Scrosati Luigi

Luigi Scrosati. Secchio di Rame con Fiori - Tecnica: Olio su Tela, 78 x 127 cm
Secchio di Rame con Fiori. Tecnica: Olio su Tela

Biografia

Luigi Scrosati (Milano, 1814 – 1869) viene avviato allo studio dell’arte dallo zio materno Ambrogio, pittore e decoratore attivo in area lombarda.
Importante è anche l’apporto di Giovan Battista Bertini (1799-1849), socio dello zio nella realizzazione di smalti e vetrate colorate.

Sotto la guida di questi due particolari precettori, Luigi Scrosati inizia a lavorare nel campo della decorazione a fresco.

Dagli anni Trenta in poi riceve moltissime committenze in ambiente lombardo. Le sue decorazioni floreali, che si contrappongono a quelle di carattere più accademico e mitologico di altri artisti, piacciono agli aristocratici. Soggiorna spesso a Parigi e, raggiunta una notevole tranquillità economica, sposa Teresa Pizzamiglio con cui fa sei figli.

La malattia alle gambe

Tutte le famiglie borghesi e nobili di Milano e dintorni richiedono l’intervento di Luigi Scrosati, che raggiunge una tale fama da essere richiesto anche all’estero.

Purtroppo, nel 1857, una paralisi lo colpisce alle gambe. Questo tragico evento, dopo i primi attimi di panico, conduce Scrosati a cambiare le proprie abitudini artistiche, senza rinunciare al proprio lavoro. Infatti, pur dovendo evitare di realizzare grandi cicli pittorici in ville e appartamenti, decide di eseguire simili decorazioni su cavalletto.

Fiori, ghirlande e nature morte sono i soggetti principali delle sue tele fino agli anni Cinquanta. Animato da un sincero e originale naturalismo, ispirerà autori scapigliati come Tranquillo Cremona (1837-1878) e Daniele Ranzoni (1843-1889).

Negli ultimi anni Luigi Scrosati  si specializza nella tecnica dell’acquarello, con cui diviene interprete di quadri d’interno. Al 1863 risale l’ottenimento della cattedra a Brera di Decorazione pratica e pittura floreale, disciplina creata appositamente per lui. Insegna con passione e dedizione fino alla morte, sopraggiunta a Milano nel 1869.

Luigi Scrosati: la decorazione floreale

Ottenuti fin da giovane numerosi incarichi per la decorazione di ville milanesi e dei dintorni, Luigi Scrosati acquista ben presto fama. Le prime committenze arrivano dai Poldi Pezzoli che gli commissionano la decorazione della Sala Gialla della loro casa di Milano.

Ma gli incarichi più importanti giungono dalla famiglia Litta, per cui decora la villa a Vedano a Lambro. Già da questi primi lavori si intuisce l’indirizzo estetico del giovane.  Si intervallano con armonia decorazioni floreali e ghirlande, ma anche paesaggi e scene agresti.
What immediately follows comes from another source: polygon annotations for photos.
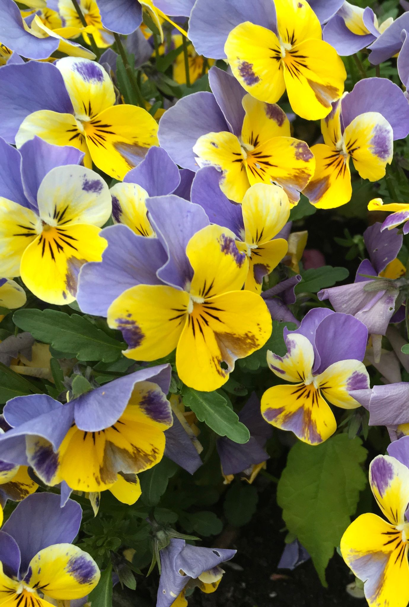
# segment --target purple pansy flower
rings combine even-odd
[[[244,472],[245,478],[251,478],[254,466],[269,458],[264,447],[272,432],[262,417],[260,399],[255,392],[239,413],[238,419],[248,428],[250,439],[245,444],[238,444],[223,436],[216,443],[217,453],[224,476]]]
[[[12,429],[0,436],[0,458],[31,466],[52,486],[62,483],[63,503],[70,489],[109,489],[132,503],[140,495],[135,475],[163,455],[164,432],[173,422],[166,396],[170,380],[170,365],[161,365],[64,405],[45,395],[17,396],[4,407]]]
[[[235,550],[202,548],[184,540],[171,540],[160,551],[161,575],[156,607],[171,607],[188,589],[198,586],[206,592],[217,589],[224,573],[220,565],[232,558]]]
[[[348,393],[369,387],[362,362],[367,338],[360,320],[326,308],[310,310],[294,331],[285,328],[286,354],[269,351],[267,362],[277,377],[293,385],[274,385],[264,393],[264,419],[309,444],[328,438],[337,424],[326,400],[342,409],[356,409],[359,403]]]
[[[321,23],[337,12],[343,0],[310,0]],[[212,59],[226,56],[225,44],[236,25],[251,21],[277,31],[272,0],[197,0],[191,14],[189,37],[199,55]]]
[[[0,590],[7,593],[6,602],[50,604],[69,596],[72,605],[84,604],[81,599],[98,583],[100,570],[71,543],[81,517],[79,504],[70,500],[61,508],[52,493],[30,495],[19,504],[0,531]]]
[[[381,231],[381,224],[377,223],[367,228],[363,239],[370,259],[361,262],[354,282],[323,289],[318,297],[321,300],[329,299],[336,311],[351,314],[359,319],[370,333],[385,335],[394,314],[398,291],[365,290],[365,286],[376,287],[376,281],[361,275],[379,276],[396,259],[402,246],[402,237],[396,229]]]

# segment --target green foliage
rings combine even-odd
[[[360,439],[346,434],[317,446],[299,441],[279,483],[277,502],[287,528],[309,552],[324,585],[328,561],[367,484],[361,467],[366,457]]]
[[[250,433],[220,394],[200,392],[188,386],[183,387],[181,394],[184,405],[194,412],[199,421],[204,421],[221,436],[235,443],[247,443]]]
[[[79,361],[117,360],[126,345],[109,337],[90,320],[78,314],[69,316],[55,310],[19,310],[13,320],[35,339],[50,344],[66,358]]]

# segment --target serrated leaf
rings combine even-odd
[[[287,528],[311,555],[324,586],[326,566],[367,484],[360,465],[367,453],[359,438],[346,434],[316,446],[299,441],[278,484],[277,501]]]
[[[240,359],[237,361],[239,366],[243,368],[249,369],[251,371],[257,371],[260,367],[267,367],[268,366],[267,351],[269,350],[279,356],[284,356],[287,351],[283,337],[285,327],[286,327],[289,331],[293,331],[297,328],[297,325],[294,322],[279,322],[278,320],[273,320],[272,331],[267,342],[262,348],[256,352],[253,352],[249,356]]]
[[[13,320],[39,341],[61,353],[75,353],[79,361],[117,360],[125,344],[118,342],[78,314],[69,316],[55,310],[20,310]]]
[[[181,394],[184,404],[192,409],[199,421],[204,421],[217,434],[241,444],[249,439],[248,429],[238,421],[238,416],[221,395],[200,392],[186,385]]]
[[[349,273],[346,268],[333,268],[332,266],[304,270],[301,273],[302,280],[296,285],[296,294],[318,293],[321,289],[333,287],[336,282],[344,280]]]
[[[156,506],[166,490],[169,478],[178,469],[178,465],[164,457],[156,466],[139,475],[142,490],[141,499],[147,506]]]
[[[231,485],[226,493],[223,510],[228,522],[234,527],[242,527],[255,513],[259,494],[252,485],[238,481]]]
[[[88,597],[91,607],[112,607],[112,572],[110,564],[101,574],[100,581]]]

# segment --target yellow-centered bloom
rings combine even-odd
[[[322,40],[305,0],[274,0],[277,34],[246,21],[232,30],[225,52],[233,73],[256,99],[275,103],[286,89],[291,107],[308,120],[323,118],[343,92],[346,72]]]

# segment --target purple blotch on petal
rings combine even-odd
[[[248,86],[252,86],[260,82],[260,78],[253,72],[252,63],[248,61],[242,61],[238,67],[240,75]]]
[[[96,569],[88,556],[81,554],[70,558],[66,571],[79,584],[90,584],[95,577]]]
[[[241,268],[246,260],[245,253],[240,253],[234,238],[222,234],[219,240],[220,250],[226,255],[232,255],[239,268]]]
[[[135,321],[128,318],[117,318],[117,328],[122,331],[124,339],[130,348],[137,348],[144,339],[144,334]]]

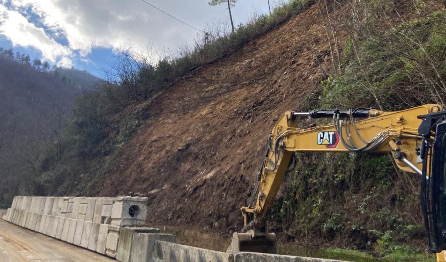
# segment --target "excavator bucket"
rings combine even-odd
[[[227,253],[236,254],[240,252],[250,252],[277,254],[277,238],[274,233],[264,237],[252,237],[249,233],[238,233],[232,235],[232,242]]]

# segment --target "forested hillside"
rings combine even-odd
[[[151,225],[228,236],[242,226],[240,207],[285,111],[444,105],[445,8],[439,0],[292,0],[233,33],[209,29],[178,55],[123,52],[115,80],[77,100],[27,192],[145,196],[157,210]],[[300,154],[297,163],[270,215],[282,240],[368,252],[356,261],[432,258],[418,176],[388,156]]]
[[[46,149],[61,143],[76,98],[98,80],[86,72],[50,67],[0,49],[0,203],[41,193],[34,182],[45,168]]]

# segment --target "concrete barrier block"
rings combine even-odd
[[[53,205],[54,202],[54,196],[49,196],[46,198],[45,201],[45,208],[43,209],[43,213],[45,215],[50,215],[51,211],[53,210]]]
[[[46,197],[39,196],[37,198],[37,205],[38,207],[37,213],[43,214],[43,211],[45,209],[45,202],[46,202]]]
[[[54,237],[61,239],[62,238],[62,232],[63,231],[63,225],[65,223],[65,218],[59,217],[58,219],[59,221],[58,222],[57,229],[56,229],[56,235]]]
[[[25,222],[26,221],[26,217],[28,216],[28,212],[22,210],[22,215],[20,217],[20,223],[19,225],[25,227]]]
[[[34,223],[35,223],[36,222],[35,219],[36,219],[36,213],[33,213],[32,212],[29,212],[29,213],[28,214],[28,220],[27,220],[26,224],[25,227],[26,227],[28,229],[31,229],[32,227],[32,225],[33,224],[33,222],[34,222]]]
[[[92,221],[93,217],[95,214],[95,206],[96,204],[96,199],[93,197],[88,198],[88,203],[87,204],[87,210],[85,212],[85,221]]]
[[[10,221],[10,220],[11,220],[11,218],[11,218],[11,216],[12,214],[12,209],[10,208],[6,210],[6,221],[8,221],[8,222],[9,222],[9,221]]]
[[[102,209],[101,212],[101,223],[103,223],[105,219],[112,217],[112,209],[114,200],[105,198],[102,203]]]
[[[32,229],[33,230],[37,232],[39,231],[39,228],[40,227],[40,221],[42,220],[41,214],[36,214],[36,224],[34,225],[34,228]]]
[[[60,215],[60,211],[59,209],[59,199],[60,197],[55,197],[54,202],[53,203],[53,209],[51,210],[51,216],[58,217]]]
[[[60,208],[61,217],[66,217],[67,210],[68,208],[69,197],[61,197],[59,200],[59,207]]]
[[[49,235],[51,225],[54,221],[54,217],[50,215],[45,215],[45,223],[43,225],[43,230],[42,233],[44,235]]]
[[[120,226],[142,225],[147,215],[147,197],[124,196],[116,198],[112,210],[112,223]]]
[[[115,258],[118,253],[119,229],[113,229],[112,227],[114,226],[111,225],[108,226],[108,233],[107,234],[107,239],[105,242],[105,255]]]
[[[161,261],[196,261],[228,262],[233,255],[225,252],[179,245],[164,241],[156,241],[153,260]]]
[[[22,210],[22,204],[23,203],[24,196],[20,196],[18,197],[18,202],[17,203],[17,209],[18,210]]]
[[[15,224],[16,218],[17,217],[17,214],[18,213],[19,211],[16,209],[12,209],[12,217],[11,219],[11,221],[9,222]]]
[[[88,247],[88,241],[91,236],[91,226],[93,225],[93,222],[84,221],[83,223],[80,246],[84,248],[87,248]]]
[[[76,234],[76,225],[78,221],[76,219],[71,219],[70,223],[70,228],[68,229],[68,235],[66,237],[66,242],[73,244],[74,240],[74,235]]]
[[[119,241],[116,259],[119,261],[130,261],[130,250],[133,243],[133,236],[136,233],[156,233],[160,230],[153,228],[121,227],[119,229]]]
[[[95,199],[95,211],[93,215],[93,222],[96,224],[101,223],[101,218],[102,214],[102,204],[104,200],[103,198]]]
[[[17,211],[16,221],[14,223],[17,225],[20,225],[20,221],[21,220],[22,217],[23,216],[23,211],[22,210],[17,210]]]
[[[19,209],[20,208],[20,205],[21,205],[20,196],[14,196],[14,199],[16,201],[16,204],[14,205],[14,206],[12,207],[13,207],[14,209],[15,209],[19,210]]]
[[[108,234],[108,225],[100,224],[98,233],[98,242],[96,244],[96,252],[101,254],[105,254],[105,244]]]
[[[120,237],[121,236],[120,236]],[[124,260],[121,250],[120,242],[118,247],[118,255],[116,258],[123,262],[147,262],[149,261],[153,256],[156,241],[164,241],[171,243],[176,242],[176,237],[170,234],[153,233],[134,233],[132,237],[132,246],[128,260]],[[123,260],[120,260],[120,258]]]
[[[49,225],[47,234],[52,237],[57,238],[56,235],[57,234],[57,229],[59,227],[59,217],[55,216],[51,216],[51,217],[50,221],[51,222]]]
[[[28,196],[22,196],[21,205],[20,210],[24,211],[26,209],[26,203],[28,202]]]
[[[29,212],[33,213],[37,213],[38,207],[37,206],[37,201],[38,198],[36,196],[33,196],[31,199],[31,207],[29,208]]]
[[[61,240],[66,242],[68,238],[68,231],[70,230],[70,225],[71,223],[71,220],[70,218],[65,217],[65,220],[63,221],[63,228],[62,229],[62,234],[61,235]]]
[[[73,240],[73,244],[76,246],[80,246],[82,240],[82,233],[83,231],[84,224],[85,221],[78,220],[76,223],[76,230],[74,232],[74,237]]]
[[[11,221],[9,222],[15,224],[16,218],[17,217],[17,214],[18,213],[19,211],[16,209],[12,209],[12,217],[11,218]]]
[[[98,236],[99,234],[99,226],[100,224],[91,223],[91,229],[90,231],[90,237],[88,239],[88,246],[87,248],[91,250],[96,251],[96,246],[98,243]]]
[[[12,198],[12,203],[11,204],[11,208],[15,209],[16,205],[17,204],[17,196],[14,196],[14,198]]]
[[[234,262],[346,262],[341,260],[284,256],[264,253],[239,252],[234,256]]]
[[[48,216],[46,215],[42,215],[42,218],[40,220],[40,225],[39,225],[39,230],[38,230],[39,233],[43,233],[43,230],[45,227],[45,225],[46,224],[47,217]]]
[[[77,219],[78,215],[79,214],[79,209],[81,206],[81,198],[74,197],[74,203],[73,206],[73,215],[71,218],[73,219]]]
[[[26,202],[26,210],[25,211],[29,212],[31,209],[31,201],[33,200],[33,196],[28,196],[28,201]]]
[[[73,209],[74,206],[74,198],[70,197],[68,199],[68,205],[66,207],[66,217],[73,218]]]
Si occupa di Palazzo Serbelloni a Milano e di Villa Ghirlanda a Cinisello e poi del Gabinetto bisentino della dimora Poldi Pezzoli.  La raffinatezza delle decorazioni, composta da riquadri naturalistici floreali o campestri, lo fa apprezzare in tutto l’ambiente lombardo.

Nature morte di fiori 

Costretto a praticare solo pittura da cavalletto a causa della malattia, Luigi Scrosati inizia una vasta produzione di nature morte con fiori, oggetti e animali.

Un naturalismo aggiornato alle più recenti istanze lombarde e toscane pervade tutti i dipinti, senza cedere alle artificiosità delle nature morte settecentesche. Dunque, più o meno gli stessi soggetti delle decorazioni a fresco diventano i protagonisti delle tele.

Fiori e oggetti di ogni genere vengono accostati, a variazioni luministiche e cromatiche, nel rispetto della più attenta osservazione del vero. Ne sono dimostrazione FioriMessale e fiori, La corazza e le rose e Cocomero aperto, tutti degli anni Sessanta.

Gli accostamenti fantasiosi e la perfetta resa cromatica fanno delle nature morte di Luigi Scrosati delle vere e proprie composizioni naturalistiche originali e variegate.

Acquarelli di interni

I preziosi acquarelli dedicati agli interni del Duomo di Milano, esposti nel 1865 a Torino, rappresentano una vera e propria innovazione. Nel 1826 partecipa alla mostra degli Acquarellisti Belgi con Interno e Portale della chiesa di Sant’Ambrogio.
Queste opere, insieme alle nature morte, stuzzicano l’interesse e la curiosità dei collezionisti italiani e stranieri.